Based upon and subject to the foregoing, we are of the opinion that:
(a) | the Company is duly incorporated and validly existing under the laws of the Australia in good standing (as such term is not defined under the Australian Corporations Act 2001, meaning solely that there are no current orders for the winding up of, or appointment of a receiver or liquidator for the Company or any notice of its proposed deregistration); |
(b) | subject to the relevant approvals being obtained at the Shareholders’ Meeting, the issue of the warrants, pre-funded warrants, and underwriter warrants (collectively, “Warrants”) and ordinary fully paid shares (Shares) underlying the ADS and Warrants has been duly authorised by the Company (noting that the shareholder approval has a currency of 3 months from the date of the Shareholders’ Meeting); and |
(c) | when issued and paid for as contemplated by the Prospectus, the Shares underlying the ADSs and Warrants will be validly issued, fully paid and non-assessable (for the purpose of this opinion, the term “nonassessable”, when used to describe the liability of a person as the registered holder of shares has no clear meaning under the laws of the Commonwealth of Australia, so we have assumed those words to mean that holders of such Shares, having fully paid all amounts due on such Shares, are under no personal liability to contribute to the assets and liabilities of the Company in their capacities purely as holders of such Shares). |
The opinions expressed above are limited to the laws of the Commonwealth of Australia and we do not express any opinion as to the effect of any other laws. This opinion letter is limited to the matters stated herein; no opinion may be inferred beyond the matters expressly stated.
This opinion letter will be deemed to have been delivered as of the date of effectiveness of the Registration Statement and will speak as of such date.

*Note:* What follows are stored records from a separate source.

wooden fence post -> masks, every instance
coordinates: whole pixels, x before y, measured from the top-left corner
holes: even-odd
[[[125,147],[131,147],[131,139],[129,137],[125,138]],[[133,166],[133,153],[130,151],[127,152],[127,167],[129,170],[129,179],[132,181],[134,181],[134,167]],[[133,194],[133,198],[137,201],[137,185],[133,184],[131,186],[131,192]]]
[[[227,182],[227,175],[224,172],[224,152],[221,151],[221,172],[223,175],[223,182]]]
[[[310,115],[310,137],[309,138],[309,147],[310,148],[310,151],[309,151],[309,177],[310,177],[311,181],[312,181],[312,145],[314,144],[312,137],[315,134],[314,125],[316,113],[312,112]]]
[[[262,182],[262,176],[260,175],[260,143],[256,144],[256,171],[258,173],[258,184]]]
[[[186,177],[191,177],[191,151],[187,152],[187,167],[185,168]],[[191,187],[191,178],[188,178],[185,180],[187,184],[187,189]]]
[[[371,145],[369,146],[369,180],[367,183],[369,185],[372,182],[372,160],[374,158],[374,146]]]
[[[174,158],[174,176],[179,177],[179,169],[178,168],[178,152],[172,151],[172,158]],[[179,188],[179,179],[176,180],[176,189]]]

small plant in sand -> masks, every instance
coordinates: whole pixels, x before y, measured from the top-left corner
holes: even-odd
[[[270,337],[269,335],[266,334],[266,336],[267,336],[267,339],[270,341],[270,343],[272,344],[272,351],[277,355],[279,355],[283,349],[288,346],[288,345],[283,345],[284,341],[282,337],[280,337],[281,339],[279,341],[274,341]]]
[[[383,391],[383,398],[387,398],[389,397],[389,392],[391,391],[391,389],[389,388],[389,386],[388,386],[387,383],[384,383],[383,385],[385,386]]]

We hereby consent to the use of our opinion as herein set forth as an exhibit to the Registration Statement and to the use of our name under the caption “Legal Matters” in the prospectus forming a part of the Registration Statement. In giving this consent, we do not hereby admit that we come within the category of persons whose consent is required under Section 7 of the Securities Act or the rules and regulations of the Commission promulgated thereunder.